Cloud Data Access
Also available as:
loading table of contents...

Chapter 3. Working with Amazon S3

The following table provides an overview of tasks related to configuring and using HDP with S3. Click on the linked topics to get more information about specific tasks.


If you are looking for data sets to play around, you can use Landsat 8 data sets made available by AWS in a public Amazon S3 bucket called "landsat-pds". For more information, refer to Landsat on AWS.

Amazon S3 object store is the standard mechanism to store, retrieve, and share large quantities of data in AWS.

The features of Amazon S3 include:

  • Object store model for storing, listing, and retrieving data.

  • Support for objects up to 5 terabytes, with many petabytes of data allowed in a single bucket.

  • Data is stored in Amazon S3 in buckets which are stored in different AWS regions.

  • Buckets can restricted to different users or IAM roles.

  • Data stored in an Amazon S3 bucket is billed based on the size of data and based on how long it is stored.
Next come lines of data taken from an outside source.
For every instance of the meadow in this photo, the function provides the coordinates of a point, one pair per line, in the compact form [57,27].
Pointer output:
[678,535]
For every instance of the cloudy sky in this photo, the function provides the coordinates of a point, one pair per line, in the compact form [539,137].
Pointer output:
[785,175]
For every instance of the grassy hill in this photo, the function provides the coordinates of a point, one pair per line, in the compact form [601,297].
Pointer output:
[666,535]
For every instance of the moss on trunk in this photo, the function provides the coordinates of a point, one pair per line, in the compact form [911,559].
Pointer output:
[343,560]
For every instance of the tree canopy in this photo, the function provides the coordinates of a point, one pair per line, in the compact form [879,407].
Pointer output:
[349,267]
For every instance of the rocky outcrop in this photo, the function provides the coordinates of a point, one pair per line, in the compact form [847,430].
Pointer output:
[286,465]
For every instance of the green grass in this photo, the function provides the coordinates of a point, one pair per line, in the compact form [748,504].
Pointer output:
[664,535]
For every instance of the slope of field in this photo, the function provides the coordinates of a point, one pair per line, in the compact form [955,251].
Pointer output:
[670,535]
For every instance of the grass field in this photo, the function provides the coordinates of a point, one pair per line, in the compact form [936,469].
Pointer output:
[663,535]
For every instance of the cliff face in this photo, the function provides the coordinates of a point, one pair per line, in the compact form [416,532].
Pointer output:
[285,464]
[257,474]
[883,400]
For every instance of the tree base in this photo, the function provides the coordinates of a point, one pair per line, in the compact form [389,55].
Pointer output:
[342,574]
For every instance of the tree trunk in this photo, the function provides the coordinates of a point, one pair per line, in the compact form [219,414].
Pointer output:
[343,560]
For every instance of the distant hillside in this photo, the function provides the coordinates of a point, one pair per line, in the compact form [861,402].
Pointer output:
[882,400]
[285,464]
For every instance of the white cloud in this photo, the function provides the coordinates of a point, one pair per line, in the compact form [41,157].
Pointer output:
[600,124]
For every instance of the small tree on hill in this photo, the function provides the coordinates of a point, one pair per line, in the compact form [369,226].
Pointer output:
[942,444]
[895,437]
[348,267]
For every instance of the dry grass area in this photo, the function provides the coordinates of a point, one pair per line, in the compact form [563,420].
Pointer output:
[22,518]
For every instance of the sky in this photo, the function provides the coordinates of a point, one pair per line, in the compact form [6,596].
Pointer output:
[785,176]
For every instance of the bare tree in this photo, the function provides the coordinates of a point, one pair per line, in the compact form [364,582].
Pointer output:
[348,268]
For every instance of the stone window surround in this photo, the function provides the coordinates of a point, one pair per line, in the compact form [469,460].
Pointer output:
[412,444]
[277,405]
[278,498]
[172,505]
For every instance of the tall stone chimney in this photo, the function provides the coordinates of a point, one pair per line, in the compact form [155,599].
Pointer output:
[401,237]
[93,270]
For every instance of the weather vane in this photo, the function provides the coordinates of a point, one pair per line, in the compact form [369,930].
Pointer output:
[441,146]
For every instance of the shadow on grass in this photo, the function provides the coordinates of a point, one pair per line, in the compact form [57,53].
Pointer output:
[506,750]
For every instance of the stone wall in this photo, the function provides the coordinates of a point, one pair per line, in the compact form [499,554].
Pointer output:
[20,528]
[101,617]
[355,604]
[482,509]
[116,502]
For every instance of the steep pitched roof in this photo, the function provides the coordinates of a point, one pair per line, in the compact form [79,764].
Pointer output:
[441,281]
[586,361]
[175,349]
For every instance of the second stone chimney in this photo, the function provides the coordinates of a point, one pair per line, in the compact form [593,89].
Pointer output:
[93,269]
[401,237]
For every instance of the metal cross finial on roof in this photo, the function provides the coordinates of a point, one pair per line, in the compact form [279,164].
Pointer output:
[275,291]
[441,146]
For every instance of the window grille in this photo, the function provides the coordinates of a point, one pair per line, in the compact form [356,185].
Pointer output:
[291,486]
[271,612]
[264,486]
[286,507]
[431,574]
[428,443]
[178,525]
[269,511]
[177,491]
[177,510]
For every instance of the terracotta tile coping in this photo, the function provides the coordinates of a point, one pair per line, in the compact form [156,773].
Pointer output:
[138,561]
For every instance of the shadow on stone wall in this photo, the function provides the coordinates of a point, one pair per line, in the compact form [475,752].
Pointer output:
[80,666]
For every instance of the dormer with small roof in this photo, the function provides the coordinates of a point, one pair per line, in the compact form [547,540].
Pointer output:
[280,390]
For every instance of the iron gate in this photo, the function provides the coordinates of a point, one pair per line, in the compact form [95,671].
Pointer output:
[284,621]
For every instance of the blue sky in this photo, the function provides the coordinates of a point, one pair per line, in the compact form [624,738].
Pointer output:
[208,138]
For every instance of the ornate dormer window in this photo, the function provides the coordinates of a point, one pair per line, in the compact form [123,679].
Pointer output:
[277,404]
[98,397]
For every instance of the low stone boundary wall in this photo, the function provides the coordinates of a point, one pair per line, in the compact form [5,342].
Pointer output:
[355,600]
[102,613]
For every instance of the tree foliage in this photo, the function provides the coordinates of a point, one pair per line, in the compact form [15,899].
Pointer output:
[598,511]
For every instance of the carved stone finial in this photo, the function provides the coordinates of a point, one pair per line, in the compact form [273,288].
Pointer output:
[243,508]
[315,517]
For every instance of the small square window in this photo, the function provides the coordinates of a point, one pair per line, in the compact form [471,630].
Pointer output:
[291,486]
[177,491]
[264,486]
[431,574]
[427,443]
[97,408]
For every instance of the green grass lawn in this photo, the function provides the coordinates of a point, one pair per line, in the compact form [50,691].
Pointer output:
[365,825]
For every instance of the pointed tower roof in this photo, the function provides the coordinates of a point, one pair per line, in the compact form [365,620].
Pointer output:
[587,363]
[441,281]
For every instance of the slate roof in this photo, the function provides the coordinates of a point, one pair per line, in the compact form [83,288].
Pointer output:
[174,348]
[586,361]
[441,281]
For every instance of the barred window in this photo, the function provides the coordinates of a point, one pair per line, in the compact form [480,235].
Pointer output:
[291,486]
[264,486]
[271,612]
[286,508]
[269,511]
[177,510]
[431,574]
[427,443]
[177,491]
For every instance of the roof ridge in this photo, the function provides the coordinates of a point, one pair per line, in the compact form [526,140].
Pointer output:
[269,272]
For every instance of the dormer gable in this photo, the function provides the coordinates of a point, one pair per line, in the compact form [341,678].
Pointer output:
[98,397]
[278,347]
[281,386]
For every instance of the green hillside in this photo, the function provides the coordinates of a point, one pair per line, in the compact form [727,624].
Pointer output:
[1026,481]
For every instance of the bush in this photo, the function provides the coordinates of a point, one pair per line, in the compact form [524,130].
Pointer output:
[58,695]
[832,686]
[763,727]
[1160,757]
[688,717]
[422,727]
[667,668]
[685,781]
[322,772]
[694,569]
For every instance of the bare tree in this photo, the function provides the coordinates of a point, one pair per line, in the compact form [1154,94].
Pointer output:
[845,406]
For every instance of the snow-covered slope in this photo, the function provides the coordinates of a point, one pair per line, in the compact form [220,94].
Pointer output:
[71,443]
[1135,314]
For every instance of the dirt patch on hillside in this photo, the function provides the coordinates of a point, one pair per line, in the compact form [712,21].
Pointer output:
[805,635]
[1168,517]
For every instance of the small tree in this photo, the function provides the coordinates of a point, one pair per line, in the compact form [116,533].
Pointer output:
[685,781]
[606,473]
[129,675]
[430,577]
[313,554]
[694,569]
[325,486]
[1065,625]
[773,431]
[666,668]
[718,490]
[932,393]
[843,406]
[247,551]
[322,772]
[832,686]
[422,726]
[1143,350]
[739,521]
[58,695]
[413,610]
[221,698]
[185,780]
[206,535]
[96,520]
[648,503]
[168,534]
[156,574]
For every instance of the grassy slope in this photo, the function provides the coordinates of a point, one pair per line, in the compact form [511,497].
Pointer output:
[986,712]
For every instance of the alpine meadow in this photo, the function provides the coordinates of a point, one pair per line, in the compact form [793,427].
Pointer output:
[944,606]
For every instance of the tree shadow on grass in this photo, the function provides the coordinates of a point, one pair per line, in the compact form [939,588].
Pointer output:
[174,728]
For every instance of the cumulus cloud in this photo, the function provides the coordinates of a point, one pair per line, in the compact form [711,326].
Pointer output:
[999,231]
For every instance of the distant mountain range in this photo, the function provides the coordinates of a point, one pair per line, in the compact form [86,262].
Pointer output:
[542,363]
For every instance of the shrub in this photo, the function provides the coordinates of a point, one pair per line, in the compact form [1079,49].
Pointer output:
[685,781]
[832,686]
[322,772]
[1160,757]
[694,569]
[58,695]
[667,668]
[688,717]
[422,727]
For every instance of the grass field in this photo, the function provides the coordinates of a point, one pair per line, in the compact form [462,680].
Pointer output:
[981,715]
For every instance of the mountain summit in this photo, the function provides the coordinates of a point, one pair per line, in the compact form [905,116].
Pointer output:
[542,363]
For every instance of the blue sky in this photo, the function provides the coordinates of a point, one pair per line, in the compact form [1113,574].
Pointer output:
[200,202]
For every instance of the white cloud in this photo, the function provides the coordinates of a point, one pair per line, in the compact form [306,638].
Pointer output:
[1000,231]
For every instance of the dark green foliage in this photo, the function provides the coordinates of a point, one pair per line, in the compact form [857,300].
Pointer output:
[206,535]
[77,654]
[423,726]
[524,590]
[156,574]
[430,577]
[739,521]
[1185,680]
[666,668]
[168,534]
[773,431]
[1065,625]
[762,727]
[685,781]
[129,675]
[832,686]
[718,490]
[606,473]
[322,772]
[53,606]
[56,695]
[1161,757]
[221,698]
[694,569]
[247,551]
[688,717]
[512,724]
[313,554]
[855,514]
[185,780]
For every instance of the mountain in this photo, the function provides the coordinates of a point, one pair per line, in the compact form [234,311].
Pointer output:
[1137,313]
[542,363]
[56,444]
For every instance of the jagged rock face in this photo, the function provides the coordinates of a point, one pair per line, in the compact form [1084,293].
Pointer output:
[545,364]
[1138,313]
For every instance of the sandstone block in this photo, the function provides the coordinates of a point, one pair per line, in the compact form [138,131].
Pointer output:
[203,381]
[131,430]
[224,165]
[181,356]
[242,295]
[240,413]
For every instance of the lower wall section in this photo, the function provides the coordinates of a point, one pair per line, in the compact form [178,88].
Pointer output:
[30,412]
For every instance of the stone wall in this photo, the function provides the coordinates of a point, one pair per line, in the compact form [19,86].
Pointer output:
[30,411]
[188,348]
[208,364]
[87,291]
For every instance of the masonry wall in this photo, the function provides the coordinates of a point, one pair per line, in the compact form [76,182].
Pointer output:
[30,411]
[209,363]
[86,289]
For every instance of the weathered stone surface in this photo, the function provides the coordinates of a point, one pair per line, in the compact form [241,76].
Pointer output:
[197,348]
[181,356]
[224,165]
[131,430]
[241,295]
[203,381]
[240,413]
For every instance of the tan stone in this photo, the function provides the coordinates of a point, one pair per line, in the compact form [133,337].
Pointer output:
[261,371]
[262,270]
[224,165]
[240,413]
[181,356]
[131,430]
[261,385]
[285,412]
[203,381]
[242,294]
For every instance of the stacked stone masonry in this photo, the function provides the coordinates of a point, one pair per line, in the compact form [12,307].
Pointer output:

In addition, you are billed when you transfer data between regions:

    • Data transfers between an Amazon S3 bucket and a cluster running in the same region are free of download charges (except in the special case of buckets in which data is served on a user-pays basis).

    • Data downloaded from an Amazon S3 bucket located outside the region in which the bucket is hosted is billed per megabyte.

  • Data stored in Amazon S3 can be backed up with Amazon Glacier.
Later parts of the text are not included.